Nivedita’s visualization of Indianness conflated (a particular notion of) Hindu identity with Indian national identity. Thus, the flag had 108 jyotis, or oil lamps, around the border, a vajra, the thunderbolt symbol of the god Indra in the center, and the legend Vande Mataram (Victory to the Mother), the popular slogan of the antipartition agitations, inscribed across the flag in Bengali script (Singh 1991, pp. 20–21).
Although the idea to design a flag was inspired by international exemplars (such as the flags of the French revolution and the Boxer uprising in China), Nivedita was acutely conscious of the need to translate or indigenize this inspirational source by designing a flag that could resonate with Indians.

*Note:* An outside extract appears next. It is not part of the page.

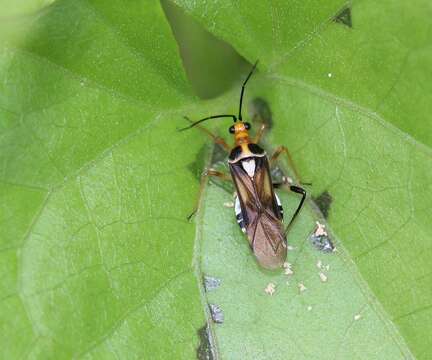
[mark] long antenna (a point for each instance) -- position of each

As she confessed in a letter sent to a friend in England:
“Unfortunately I took the Chinese war-flag as my ideal and made [the Indian flag] black on red. This does not appeal to India, so the next is to be yellow on scarlet” (cited in Singh 1991, p. 20)
As we will shortly see, similar discussions about the appropriate colors and symbols of Indianness would be a common theme of flag debates throughout the nationalist movement and in the postcolonial period as well. Nivedita’s self-conscious location as an outsider may well have pushed her to adopt an overtly Orientalist version of what the authentic inner core of India looked like: oil lamps, renunciatory shades of yellow and scarlet, and holy thunderbolts as the visible signs of Hindu spiritualism.